Senate Committee Advances Bill to Reauthorize Workforce and Adult Education Programs
By Neil Ridley
In a spirit of bipartisan cooperation, the Senate Health, Education, Labor, and Pensions (HELP) Committee voted overwhelmingly on July 31 to advance a Workforce Investment Act (WIA) reauthorization bill (S. 1356). The Senate action is the first significant push to reauthorize WIA since House passage of a reauthorization bill (H.R. 803) in March.
Every year, federal workforce and adult education programs, including those authorized by WIA, help millions of Americans find jobs, prepare for work and build skills required for emerging employment opportunities. While the House bill combines dozens of programs into a block grant, the Senate bill takes a starkly different approach to reauthorization. S. 1356 connects a range of workforce, education and training programs by requiring comprehensive planning at the state and local levels, adopting a shared approach to performance measurement and removing long-standing barriers to eligibility determination for certain programs. The Senate bill also authorizes Workforce Innovation Funds that are expected to identify promising service strategies for adults and youth.

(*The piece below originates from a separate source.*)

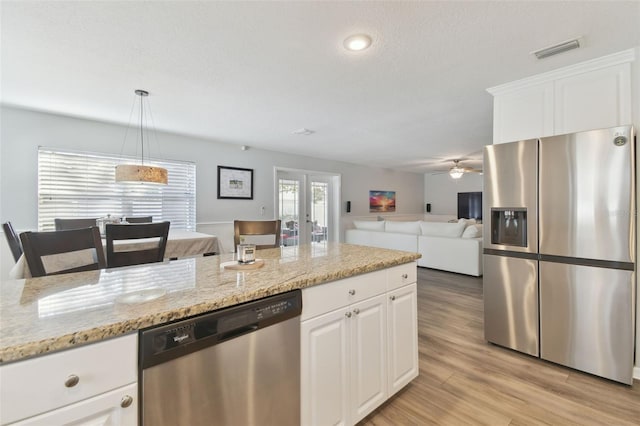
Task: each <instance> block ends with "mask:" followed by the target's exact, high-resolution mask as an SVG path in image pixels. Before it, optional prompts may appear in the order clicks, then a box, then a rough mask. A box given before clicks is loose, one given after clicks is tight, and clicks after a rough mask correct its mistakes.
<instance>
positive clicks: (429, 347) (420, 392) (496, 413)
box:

The HELP Committee bill takes steps to meet the diverse needs of individuals who must improve their basic skills and who may need additional support to complete education and training and enter the workforce. S. 1356 not only requires state and local plans to address various barriers to employment in the abstract, but also ensures that appropriate services are offered and puts a clear priority on serving those with the greatest needs. A new performance accountability section requires reporting of performance outcomes by race, ethnicity, gender, age and barrier to employment.
The legislation makes concrete changes that enrich the mix of workforce and adult education services. Title II-a section of the bill which authorizes national and state-administered workforce programs-provides more flexible training options for adults and dislocated workers and allows for transitional jobs strategies that are suited for disadvantaged jobseekers. Title II also ensures that a greater number of out-of-school youth, including those who have dropped out of high school, have opportunities to earn secondary and postsecondary credentials and secure employment. Title III-the Adult Education and Family Literacy Act-formally recognizes adult education as one of the first steps on a path leading to a recognized postsecondary credential. It promotes increased transitions to postsecondary education by supporting the use of integrated education and training instructional models and creating a stronger role for states in developing postsecondary and employment pathways for lower-skilled learners.

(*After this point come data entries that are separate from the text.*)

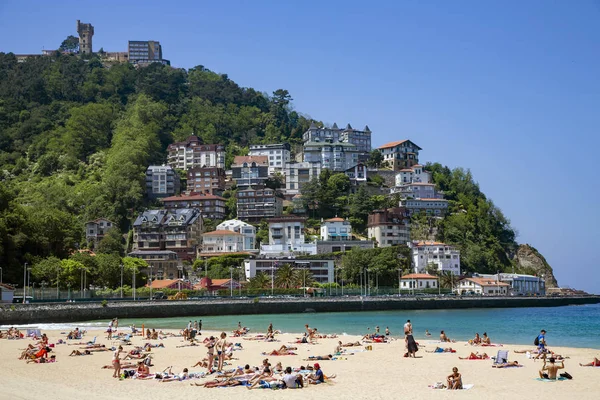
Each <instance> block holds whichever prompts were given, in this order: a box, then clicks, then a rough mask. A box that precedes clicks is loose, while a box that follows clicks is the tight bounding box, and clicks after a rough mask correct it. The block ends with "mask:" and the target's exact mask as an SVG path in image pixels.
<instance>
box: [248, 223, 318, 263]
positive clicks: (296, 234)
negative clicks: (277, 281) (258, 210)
mask: <svg viewBox="0 0 600 400" xmlns="http://www.w3.org/2000/svg"><path fill="white" fill-rule="evenodd" d="M267 221H268V223H269V244H268V245H261V246H260V254H261V255H275V256H292V255H301V254H317V245H316V244H315V243H305V240H304V222H305V221H306V218H302V217H295V216H281V217H277V218H270V219H268V220H267Z"/></svg>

S. 1356 is a step forward, compared to current law, but there is still room for improvement. Title II would allow unlimited transferability of funds between adult and dislocated worker programs-a step that could undercut services for unemployed workers and low-income adults. As the Senate moves forward with reauthorization, additional safeguards should be put in place to ensure that adults with diverse needs for assistance have access to services in every local area. For example, local areas seeking to transfer all or nearly all of the funding from one program to another should provide a written justification and make it available for public comment. In addition, the U.S. Department of Labor should review implementation and participant outcomes following enactment.

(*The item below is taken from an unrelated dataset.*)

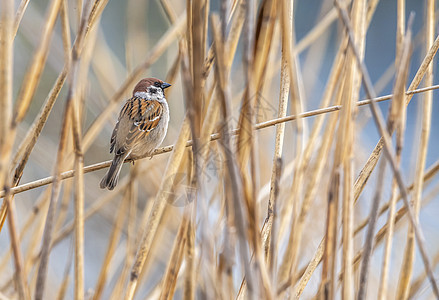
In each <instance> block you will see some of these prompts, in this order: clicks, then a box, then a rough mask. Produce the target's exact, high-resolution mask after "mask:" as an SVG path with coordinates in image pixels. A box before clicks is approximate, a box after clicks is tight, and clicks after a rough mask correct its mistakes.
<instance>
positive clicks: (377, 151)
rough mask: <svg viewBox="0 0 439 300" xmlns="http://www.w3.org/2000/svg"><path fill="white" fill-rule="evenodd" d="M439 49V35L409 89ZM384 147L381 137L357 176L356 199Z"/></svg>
mask: <svg viewBox="0 0 439 300" xmlns="http://www.w3.org/2000/svg"><path fill="white" fill-rule="evenodd" d="M438 49H439V36H437V37H436V39H435V41H434V43H433V45H432V46H431V48H430V49H429V50H428V52H427V54H426V55H425V57H424V59H423V60H422V63H421V65H420V66H419V68H418V70H417V72H416V75H415V77H414V78H413V80H412V82H411V83H410V85H409V87H408V90H409V91H410V90H413V89H416V88H417V87H418V86H419V84H420V83H421V80H422V78H423V77H424V75H425V73H426V71H427V69H428V66H429V65H430V63H431V61H432V60H433V57H434V56H435V54H436V52H437V51H438ZM412 97H413V94H407V93H406V97H405V105H406V106H407V105H408V103H410V100H411V99H412ZM383 147H384V140H383V138H381V139H380V140H379V142H378V143H377V145H376V146H375V148H374V150H373V151H372V153H371V154H370V156H369V158H368V160H367V162H366V164H365V165H364V167H363V168H362V169H361V171H360V174H359V176H358V177H357V179H356V181H355V184H354V191H355V201H357V200H358V197H359V196H360V194H361V191H362V190H363V189H364V186H365V185H366V182H367V180H368V179H369V176H370V174H371V173H372V171H373V169H374V168H375V166H376V164H377V162H378V159H379V157H380V155H381V151H382V150H383Z"/></svg>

Now that the bill has cleared the committee, it may head to the Senate floor before the end of the year. Congress must attend to pressing business, notably funding for government agencies for FY 2014, after the August recess. Committee members present at the mark-up session indicated they would offer a number of amendments if the WIA bill is taken up by the full Senate. Although the HELP committee vote boosts the chances for reauthorization, the path forward is still murky.